Failure to comply is punishable by “immediate confiscation” and up to a $50 fine and 10 days in jail. 

What are the chances someone might forget to renew their bike license? 

Expecting the populace to be non-compliant is the point. It’s an offensively stupid law that will be largely ignored but occasionally enforced with the threat of force. 

It’s a pretext for police to hassle anyone on a bike. 

Petty tyrannies like this allow municipalities to use the police as a collection racket, shaking down poor people through needlessly high-conflict interactions with citizens.

And cops enter those situations as though their lives are on the line because of the wildly overstated threat of the “traffic stop ambush.”  

Yes, such horrible murders of police do happen, but they are exceedingly rare. 

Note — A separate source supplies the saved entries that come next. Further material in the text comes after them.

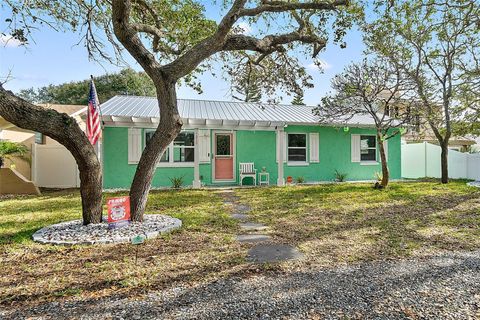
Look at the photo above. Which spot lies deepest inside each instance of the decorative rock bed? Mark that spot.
(74, 232)
(474, 184)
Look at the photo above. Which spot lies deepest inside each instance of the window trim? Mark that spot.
(171, 163)
(297, 163)
(369, 162)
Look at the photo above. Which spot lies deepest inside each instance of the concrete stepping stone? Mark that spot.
(252, 238)
(272, 252)
(241, 208)
(239, 216)
(251, 226)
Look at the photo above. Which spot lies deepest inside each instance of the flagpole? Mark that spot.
(97, 144)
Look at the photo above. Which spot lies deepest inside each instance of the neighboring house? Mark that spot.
(53, 166)
(218, 136)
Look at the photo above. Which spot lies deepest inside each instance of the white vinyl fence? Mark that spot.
(420, 160)
(53, 166)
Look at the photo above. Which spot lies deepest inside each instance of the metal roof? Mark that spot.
(139, 109)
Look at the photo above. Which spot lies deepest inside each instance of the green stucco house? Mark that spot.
(281, 140)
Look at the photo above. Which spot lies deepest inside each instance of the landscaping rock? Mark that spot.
(74, 232)
(252, 238)
(240, 216)
(444, 286)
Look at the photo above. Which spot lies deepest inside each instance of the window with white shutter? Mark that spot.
(314, 147)
(385, 147)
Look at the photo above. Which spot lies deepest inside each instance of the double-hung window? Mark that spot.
(297, 147)
(184, 147)
(368, 148)
(181, 150)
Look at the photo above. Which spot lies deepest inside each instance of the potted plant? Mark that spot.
(9, 150)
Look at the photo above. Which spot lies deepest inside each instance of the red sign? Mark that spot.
(118, 212)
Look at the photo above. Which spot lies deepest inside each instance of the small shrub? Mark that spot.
(177, 182)
(300, 179)
(378, 177)
(339, 176)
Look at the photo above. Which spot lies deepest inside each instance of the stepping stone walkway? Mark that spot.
(264, 250)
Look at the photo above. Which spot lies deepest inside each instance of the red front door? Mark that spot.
(223, 156)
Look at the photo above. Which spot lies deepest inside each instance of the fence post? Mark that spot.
(425, 164)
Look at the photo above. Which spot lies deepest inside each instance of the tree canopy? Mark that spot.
(174, 41)
(126, 82)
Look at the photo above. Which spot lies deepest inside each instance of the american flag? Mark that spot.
(93, 115)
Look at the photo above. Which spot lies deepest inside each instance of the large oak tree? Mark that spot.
(437, 43)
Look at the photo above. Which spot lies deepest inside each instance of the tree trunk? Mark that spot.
(383, 159)
(444, 161)
(168, 128)
(65, 130)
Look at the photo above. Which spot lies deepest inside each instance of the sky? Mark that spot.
(55, 57)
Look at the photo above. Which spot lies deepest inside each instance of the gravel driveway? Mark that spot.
(442, 287)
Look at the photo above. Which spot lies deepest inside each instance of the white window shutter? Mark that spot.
(134, 145)
(314, 145)
(281, 136)
(355, 148)
(385, 148)
(204, 145)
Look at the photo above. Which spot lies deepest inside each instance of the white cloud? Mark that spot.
(245, 28)
(9, 41)
(324, 65)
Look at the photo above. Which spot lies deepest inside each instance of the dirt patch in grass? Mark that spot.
(203, 249)
(346, 223)
(331, 224)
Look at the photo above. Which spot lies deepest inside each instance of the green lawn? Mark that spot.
(351, 222)
(331, 224)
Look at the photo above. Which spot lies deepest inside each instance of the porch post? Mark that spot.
(196, 163)
(281, 152)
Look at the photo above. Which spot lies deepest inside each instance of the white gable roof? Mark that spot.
(145, 109)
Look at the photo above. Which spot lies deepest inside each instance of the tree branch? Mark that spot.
(281, 6)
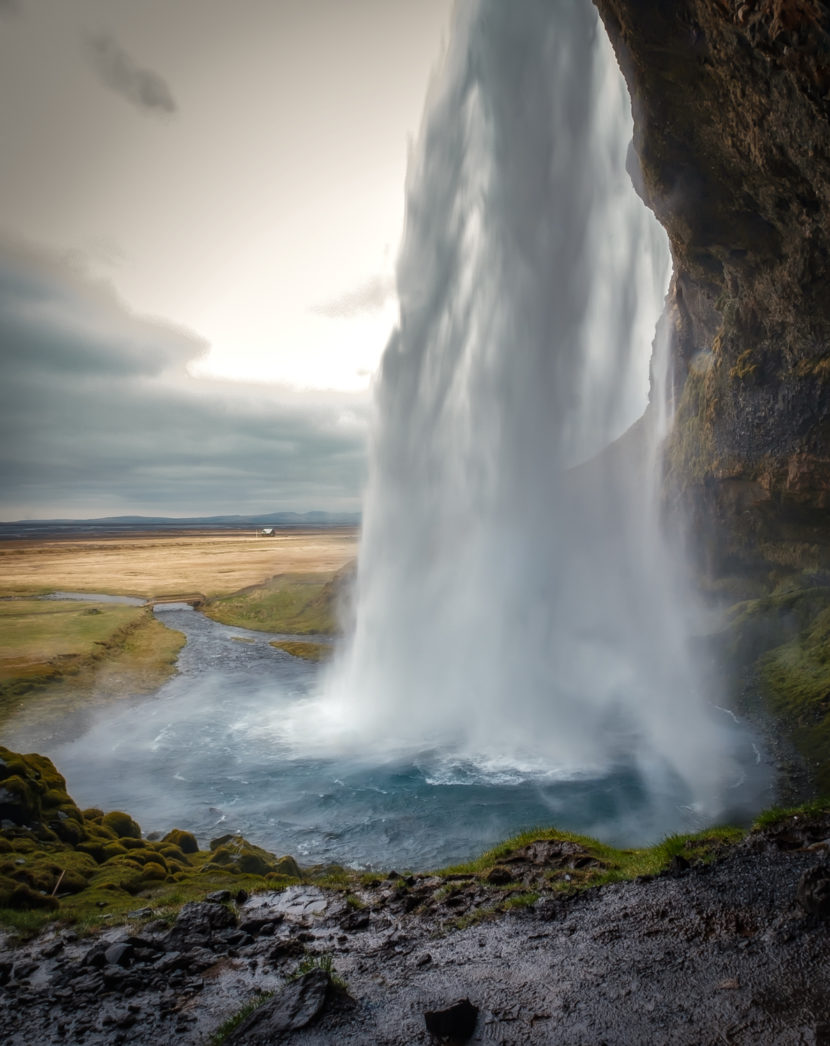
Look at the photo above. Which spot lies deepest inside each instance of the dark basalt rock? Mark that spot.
(296, 1006)
(456, 1023)
(813, 891)
(732, 129)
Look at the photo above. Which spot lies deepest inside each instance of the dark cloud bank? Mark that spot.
(98, 415)
(117, 70)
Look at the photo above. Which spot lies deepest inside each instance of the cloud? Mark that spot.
(369, 297)
(141, 87)
(99, 416)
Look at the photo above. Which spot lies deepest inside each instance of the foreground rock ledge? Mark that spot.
(736, 951)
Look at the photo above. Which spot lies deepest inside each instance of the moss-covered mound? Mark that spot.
(90, 865)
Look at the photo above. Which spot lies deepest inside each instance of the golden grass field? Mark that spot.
(60, 658)
(153, 565)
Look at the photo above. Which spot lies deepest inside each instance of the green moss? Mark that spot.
(121, 824)
(185, 841)
(797, 677)
(606, 863)
(745, 366)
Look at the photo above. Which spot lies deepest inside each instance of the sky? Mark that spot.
(201, 204)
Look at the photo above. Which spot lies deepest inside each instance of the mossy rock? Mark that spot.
(67, 831)
(23, 897)
(236, 855)
(147, 856)
(118, 877)
(154, 871)
(113, 849)
(121, 824)
(133, 842)
(18, 801)
(288, 866)
(184, 840)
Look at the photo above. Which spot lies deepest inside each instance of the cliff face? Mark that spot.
(732, 110)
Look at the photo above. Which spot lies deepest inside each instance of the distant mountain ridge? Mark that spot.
(24, 528)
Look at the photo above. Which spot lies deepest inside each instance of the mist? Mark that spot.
(517, 601)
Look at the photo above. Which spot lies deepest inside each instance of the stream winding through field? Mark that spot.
(216, 750)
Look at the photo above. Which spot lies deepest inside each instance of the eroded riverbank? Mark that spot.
(733, 952)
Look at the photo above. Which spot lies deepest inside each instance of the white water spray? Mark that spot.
(516, 603)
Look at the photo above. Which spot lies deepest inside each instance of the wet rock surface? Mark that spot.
(736, 952)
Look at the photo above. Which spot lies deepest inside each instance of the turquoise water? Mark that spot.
(215, 751)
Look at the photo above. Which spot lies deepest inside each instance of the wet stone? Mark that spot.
(296, 1006)
(813, 891)
(456, 1022)
(119, 954)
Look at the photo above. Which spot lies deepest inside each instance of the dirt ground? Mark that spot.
(152, 565)
(735, 952)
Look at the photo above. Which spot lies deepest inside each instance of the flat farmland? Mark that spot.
(152, 565)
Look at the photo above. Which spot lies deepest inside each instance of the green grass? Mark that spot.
(236, 1019)
(797, 677)
(295, 604)
(612, 865)
(36, 634)
(784, 637)
(54, 656)
(309, 652)
(777, 815)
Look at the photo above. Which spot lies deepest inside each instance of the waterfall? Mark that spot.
(517, 605)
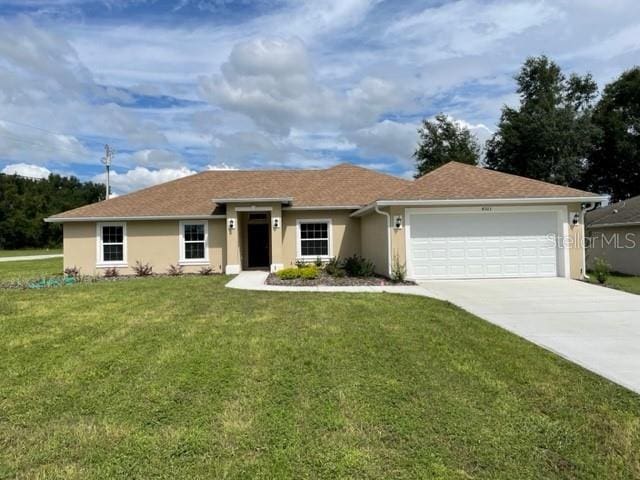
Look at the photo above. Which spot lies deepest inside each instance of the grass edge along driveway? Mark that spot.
(182, 378)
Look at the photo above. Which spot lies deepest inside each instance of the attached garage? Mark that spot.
(484, 242)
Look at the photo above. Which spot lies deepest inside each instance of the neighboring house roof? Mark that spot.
(456, 180)
(626, 212)
(344, 185)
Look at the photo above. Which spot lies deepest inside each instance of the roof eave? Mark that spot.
(634, 223)
(283, 200)
(131, 218)
(479, 201)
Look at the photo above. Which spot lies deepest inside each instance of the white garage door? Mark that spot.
(482, 245)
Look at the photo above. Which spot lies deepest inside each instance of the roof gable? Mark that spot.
(456, 180)
(619, 213)
(341, 185)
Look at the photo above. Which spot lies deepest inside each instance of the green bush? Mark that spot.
(289, 273)
(309, 272)
(357, 266)
(601, 270)
(398, 270)
(334, 268)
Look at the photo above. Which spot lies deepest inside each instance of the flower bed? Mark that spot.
(323, 279)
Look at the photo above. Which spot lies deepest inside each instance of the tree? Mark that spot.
(613, 166)
(441, 141)
(26, 202)
(550, 135)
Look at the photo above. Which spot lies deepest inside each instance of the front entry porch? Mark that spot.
(254, 237)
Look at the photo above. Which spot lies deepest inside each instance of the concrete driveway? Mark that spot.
(595, 327)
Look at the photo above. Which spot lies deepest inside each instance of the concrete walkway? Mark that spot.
(29, 257)
(254, 280)
(595, 327)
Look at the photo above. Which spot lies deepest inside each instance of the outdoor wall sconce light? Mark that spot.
(575, 218)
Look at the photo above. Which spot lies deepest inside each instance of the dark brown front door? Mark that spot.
(258, 244)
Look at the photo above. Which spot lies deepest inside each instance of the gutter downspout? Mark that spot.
(583, 211)
(377, 210)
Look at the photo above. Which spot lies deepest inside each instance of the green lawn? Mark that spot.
(182, 378)
(29, 252)
(621, 282)
(30, 269)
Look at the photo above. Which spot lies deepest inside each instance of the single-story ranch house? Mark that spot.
(458, 221)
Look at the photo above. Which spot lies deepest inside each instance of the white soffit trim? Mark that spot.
(478, 201)
(325, 207)
(124, 219)
(612, 225)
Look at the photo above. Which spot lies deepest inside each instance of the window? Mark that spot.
(193, 242)
(112, 243)
(314, 238)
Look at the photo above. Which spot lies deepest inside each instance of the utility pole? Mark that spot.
(106, 160)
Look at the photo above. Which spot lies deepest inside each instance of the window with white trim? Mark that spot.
(314, 238)
(112, 243)
(193, 241)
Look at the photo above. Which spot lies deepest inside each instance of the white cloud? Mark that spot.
(141, 177)
(271, 81)
(26, 170)
(153, 158)
(388, 138)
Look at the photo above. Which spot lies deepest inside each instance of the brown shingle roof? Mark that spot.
(625, 212)
(461, 181)
(342, 185)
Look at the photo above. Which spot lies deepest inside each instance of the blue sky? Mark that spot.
(184, 85)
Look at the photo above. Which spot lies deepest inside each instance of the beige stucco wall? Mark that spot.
(619, 246)
(153, 242)
(576, 245)
(373, 242)
(345, 232)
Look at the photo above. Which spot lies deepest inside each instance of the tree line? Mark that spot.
(26, 202)
(560, 132)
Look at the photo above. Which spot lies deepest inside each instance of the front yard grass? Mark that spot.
(626, 283)
(29, 252)
(182, 378)
(30, 269)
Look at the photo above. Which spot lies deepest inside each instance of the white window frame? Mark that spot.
(99, 244)
(194, 261)
(299, 238)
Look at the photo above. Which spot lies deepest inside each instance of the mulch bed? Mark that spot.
(325, 280)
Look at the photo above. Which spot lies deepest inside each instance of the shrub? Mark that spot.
(398, 270)
(357, 266)
(72, 272)
(309, 273)
(175, 270)
(289, 273)
(205, 271)
(333, 266)
(142, 269)
(111, 272)
(601, 270)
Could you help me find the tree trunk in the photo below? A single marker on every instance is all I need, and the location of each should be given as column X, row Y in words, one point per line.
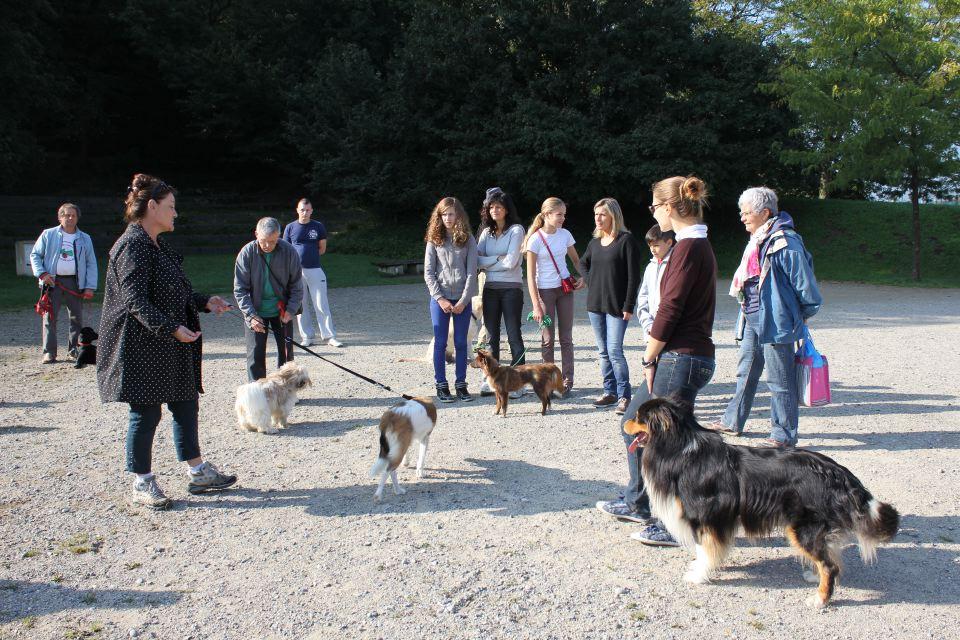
column 915, row 201
column 824, row 183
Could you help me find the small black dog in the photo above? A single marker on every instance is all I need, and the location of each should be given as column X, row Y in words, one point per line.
column 87, row 353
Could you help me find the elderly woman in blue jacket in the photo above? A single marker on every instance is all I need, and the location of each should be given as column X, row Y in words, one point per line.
column 778, row 292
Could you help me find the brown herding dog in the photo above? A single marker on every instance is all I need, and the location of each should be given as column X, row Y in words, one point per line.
column 544, row 378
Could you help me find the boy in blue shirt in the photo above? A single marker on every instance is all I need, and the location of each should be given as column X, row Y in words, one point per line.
column 309, row 238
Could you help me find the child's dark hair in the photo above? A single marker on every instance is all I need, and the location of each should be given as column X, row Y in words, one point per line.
column 655, row 235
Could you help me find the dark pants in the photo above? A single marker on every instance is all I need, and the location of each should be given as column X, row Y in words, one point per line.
column 678, row 375
column 559, row 306
column 74, row 312
column 257, row 346
column 441, row 329
column 507, row 303
column 144, row 419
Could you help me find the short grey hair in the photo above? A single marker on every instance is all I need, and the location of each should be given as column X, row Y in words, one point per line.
column 268, row 226
column 756, row 199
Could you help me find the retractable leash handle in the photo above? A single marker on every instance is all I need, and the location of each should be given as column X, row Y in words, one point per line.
column 545, row 322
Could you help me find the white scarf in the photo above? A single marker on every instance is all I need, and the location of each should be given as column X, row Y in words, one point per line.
column 693, row 231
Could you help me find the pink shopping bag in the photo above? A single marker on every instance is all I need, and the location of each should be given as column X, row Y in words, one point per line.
column 813, row 374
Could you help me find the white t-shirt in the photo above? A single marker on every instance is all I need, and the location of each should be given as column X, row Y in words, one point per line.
column 67, row 260
column 559, row 242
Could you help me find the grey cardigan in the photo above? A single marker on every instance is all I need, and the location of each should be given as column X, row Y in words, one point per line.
column 248, row 277
column 451, row 271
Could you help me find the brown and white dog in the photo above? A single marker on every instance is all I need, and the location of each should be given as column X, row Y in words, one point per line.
column 544, row 378
column 400, row 426
column 263, row 405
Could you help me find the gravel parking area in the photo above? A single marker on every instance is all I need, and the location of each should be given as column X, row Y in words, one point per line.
column 501, row 538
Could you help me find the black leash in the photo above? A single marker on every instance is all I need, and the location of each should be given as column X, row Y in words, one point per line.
column 232, row 312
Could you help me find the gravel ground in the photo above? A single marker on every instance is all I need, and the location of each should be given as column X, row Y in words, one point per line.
column 500, row 538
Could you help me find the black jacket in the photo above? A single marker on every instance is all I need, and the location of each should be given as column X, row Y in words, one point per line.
column 146, row 297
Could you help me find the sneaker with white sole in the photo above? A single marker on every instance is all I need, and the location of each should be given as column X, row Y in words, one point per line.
column 209, row 478
column 147, row 493
column 619, row 509
column 655, row 536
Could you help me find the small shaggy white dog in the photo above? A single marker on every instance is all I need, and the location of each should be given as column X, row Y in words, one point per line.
column 402, row 425
column 264, row 405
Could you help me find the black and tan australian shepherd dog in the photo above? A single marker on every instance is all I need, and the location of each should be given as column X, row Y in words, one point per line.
column 703, row 490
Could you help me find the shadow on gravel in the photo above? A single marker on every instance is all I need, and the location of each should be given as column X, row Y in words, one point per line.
column 36, row 404
column 41, row 598
column 903, row 574
column 19, row 429
column 499, row 487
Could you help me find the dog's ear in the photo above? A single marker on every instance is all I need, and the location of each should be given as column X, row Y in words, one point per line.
column 657, row 414
column 633, row 427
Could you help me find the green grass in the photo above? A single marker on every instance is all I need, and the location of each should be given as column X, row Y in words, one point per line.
column 212, row 274
column 850, row 240
column 871, row 241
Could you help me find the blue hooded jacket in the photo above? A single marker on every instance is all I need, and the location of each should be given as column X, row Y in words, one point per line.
column 788, row 288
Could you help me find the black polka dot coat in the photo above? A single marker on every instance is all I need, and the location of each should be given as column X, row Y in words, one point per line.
column 146, row 297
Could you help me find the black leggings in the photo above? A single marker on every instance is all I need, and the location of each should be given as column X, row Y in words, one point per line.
column 509, row 304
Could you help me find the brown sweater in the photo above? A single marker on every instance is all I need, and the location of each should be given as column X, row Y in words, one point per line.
column 688, row 299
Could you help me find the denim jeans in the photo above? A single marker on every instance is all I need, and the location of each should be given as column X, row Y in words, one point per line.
column 257, row 346
column 144, row 419
column 677, row 375
column 781, row 380
column 608, row 331
column 509, row 304
column 441, row 328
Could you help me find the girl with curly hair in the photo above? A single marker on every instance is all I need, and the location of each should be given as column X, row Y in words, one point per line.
column 450, row 271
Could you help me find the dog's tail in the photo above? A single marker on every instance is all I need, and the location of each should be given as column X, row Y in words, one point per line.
column 382, row 462
column 876, row 524
column 557, row 380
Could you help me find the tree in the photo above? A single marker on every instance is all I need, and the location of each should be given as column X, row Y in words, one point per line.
column 876, row 85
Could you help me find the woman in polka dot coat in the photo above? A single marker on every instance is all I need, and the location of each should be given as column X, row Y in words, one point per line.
column 150, row 345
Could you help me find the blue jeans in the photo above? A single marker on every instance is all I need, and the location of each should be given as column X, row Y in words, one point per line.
column 441, row 327
column 781, row 380
column 678, row 375
column 608, row 331
column 144, row 419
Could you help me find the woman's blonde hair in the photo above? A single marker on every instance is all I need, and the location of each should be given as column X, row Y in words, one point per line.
column 437, row 233
column 550, row 204
column 612, row 209
column 688, row 194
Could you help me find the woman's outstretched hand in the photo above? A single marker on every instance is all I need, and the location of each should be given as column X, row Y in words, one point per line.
column 183, row 334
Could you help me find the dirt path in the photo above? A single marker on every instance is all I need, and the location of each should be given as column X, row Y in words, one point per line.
column 501, row 538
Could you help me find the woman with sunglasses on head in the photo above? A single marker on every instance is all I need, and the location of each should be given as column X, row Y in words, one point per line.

A 2019 Michigan Law Review white paper titled, “Policing, Danger Narratives, and Routine Traffic Stops” came to the following conclusions: 

“The rate for a felonious killing of an officer during a routine traffic stop was only 1 in every 6.5 million stops. The rate for an assault that results in serious injury to an officer was only 1 in every 361,111 stops. Finally, the rate for an assault (whether it results in officer injury or not) was only 1 in every 6,959 stops.”

As the Washington Post’s Radley Balko noted, “An officer is orders of magnitude more likely to die of a lightning strike or insect sting.”

Officers are at far greater risk during a traffic stop of being struck and killed by oncoming traffic than by an ambush.

If police are no longer trained to treat traffic stops as the ultimate job hazard, and if cutting back massively on the number of traffic stops themselves, there would be far fewer opportunities for violence between police and citizens. 

And there’s little reason why — short of reckless driving like speeding or driving while impaired — that cops need to pull people over for traffic violations. 

If a warrant is out for a murder or someone’s fleeing an armed robbery and there’s good reason to suspect you’ve got the guy, fine. Pull him over. Presume the suspect is dangerous. Approach with caution and menace. 

Even if it’s not a crime, and someone’s driving around with a broken windshield or has a muffler dragging along the pavement, sure officer, please get involved.

But if a young person’s windows are tinted a little too dark or they’ve got a busted taillight, just snap a photo of the license plate and put it in the system. Mail a ticket. 

In the meantime, let’s demand our lawmakers — from the federal government to the city council — make the choice to stop passing laws, ordinances, and regulations that criminalize minor violations, which you can guarantee will be disproportionately enforced on low-income and minority civilians. 

Stop pulling people over. Stop criminalizing everything.